It would be unrealistic to cite just one cause of our culture’s intolerance of error. Like most events in history, many factors have played a part. Nevertheless, it might be useful to consider how one major modern philosophical theory has contributed to our cultural aversion to mistakes.
In Meditations on First Philosophy, René Descartes developed an anthropological theory known as Cartesian dualism. This theory states that the human mind and body are made of two separate substances: mind and matter. Thus, man’s nature is divided into two separate but unequal parts. The mind is the dominant substance, and according to Descartes, of the two substances, the mind is the one that exists beyond any doubt. Its reality is proven by the very act of thinking.
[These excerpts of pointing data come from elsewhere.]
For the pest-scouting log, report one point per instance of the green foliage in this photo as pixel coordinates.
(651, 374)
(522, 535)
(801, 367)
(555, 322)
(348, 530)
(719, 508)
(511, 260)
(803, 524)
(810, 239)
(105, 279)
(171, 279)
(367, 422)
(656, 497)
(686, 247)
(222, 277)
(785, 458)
The existence of matter (including our bodies) is proven indirectly through the senses via the mind. In other words, I know my mind is real because I am thinking with it, but my body’s existence is merely possible as the most likely cause of my mind’s sensory perceptions.
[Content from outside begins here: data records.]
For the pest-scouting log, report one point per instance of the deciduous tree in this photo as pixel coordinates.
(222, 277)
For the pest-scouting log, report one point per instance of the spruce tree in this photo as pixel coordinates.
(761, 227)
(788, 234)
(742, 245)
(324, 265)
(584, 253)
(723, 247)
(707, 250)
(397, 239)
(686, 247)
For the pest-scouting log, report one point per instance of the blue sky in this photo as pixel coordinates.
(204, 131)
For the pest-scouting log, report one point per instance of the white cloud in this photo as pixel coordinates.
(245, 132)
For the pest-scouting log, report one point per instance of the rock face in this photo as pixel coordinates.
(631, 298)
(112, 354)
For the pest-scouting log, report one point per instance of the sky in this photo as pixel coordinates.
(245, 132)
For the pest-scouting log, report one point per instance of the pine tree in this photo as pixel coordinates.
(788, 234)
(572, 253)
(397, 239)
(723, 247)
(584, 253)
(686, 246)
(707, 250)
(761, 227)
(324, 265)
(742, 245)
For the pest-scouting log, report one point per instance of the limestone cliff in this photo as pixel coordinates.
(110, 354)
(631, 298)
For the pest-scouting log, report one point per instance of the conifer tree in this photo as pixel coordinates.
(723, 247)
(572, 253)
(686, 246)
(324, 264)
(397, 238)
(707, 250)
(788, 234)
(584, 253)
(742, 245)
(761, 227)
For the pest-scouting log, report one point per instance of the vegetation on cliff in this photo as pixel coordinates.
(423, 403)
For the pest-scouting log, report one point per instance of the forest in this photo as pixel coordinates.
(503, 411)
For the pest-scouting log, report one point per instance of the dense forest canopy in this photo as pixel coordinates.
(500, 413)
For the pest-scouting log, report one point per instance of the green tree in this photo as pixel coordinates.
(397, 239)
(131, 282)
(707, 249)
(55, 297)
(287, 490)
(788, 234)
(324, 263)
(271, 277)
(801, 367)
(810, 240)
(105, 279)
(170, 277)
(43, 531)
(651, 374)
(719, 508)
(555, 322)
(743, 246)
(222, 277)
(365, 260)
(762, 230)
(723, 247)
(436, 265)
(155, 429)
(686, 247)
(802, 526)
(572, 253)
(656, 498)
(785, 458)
But how has Cartesian dualism contributed to our current intolerance of imperfection?
Ever since Cartesian dualism was first proposed, philosophers have debated its plausibility. Though some have insisted that everything in and around us is simply matter (the workings of the mind are all chemical and neurological in nature), belief in the ultimate power of the mind over matter persists.
This cultural belief is clear in the current push for transgenderism. The idea that a man might actually be a woman (or vice versa) is accepted solely on the grounds of an individual’s self-perception. A man claims to identify as a woman.
It is, allegedly, mind over matter, but the implication goes further. If a man can think himself into womanhood, then the mind has the power to dictate reality. And if the mind can dictate reality, then the mind cannot be wrong. Whatever a mind conceives is true for that mind. This, I believe, is an inevitable consequence of the mind-body dualism proposed by Descartes.
It’s not difficult, then, to understand the current climate of intolerance of imperfection. After all, mistakes are impossible for a mind that can make subjective claims about reality and label them objective.
Though a student who performs less than ideally at school should face the choices he made, it’s easier to believe that a teacher, school system, or society misunderstands the way the student’s mind works. His belief supersedes the evidence of the grades. It allows him to be free from error.
The irony is that the student is not free. Neither is a society that demands perfection from its members. A culture that does not allow itself to admit being wrong, even about major moral issues, is a culture populated by prisoners of ideologies, concepts, and theories.
Making mistakes is necessary for wisdom and growth. A community that wants to flourish must pay attention to its mistakes. It must raise questions about the limits of the mind’s power over matter. A healthy society accepts that it has committed errors, contemplates how they came about, and acts humbly according to the facts.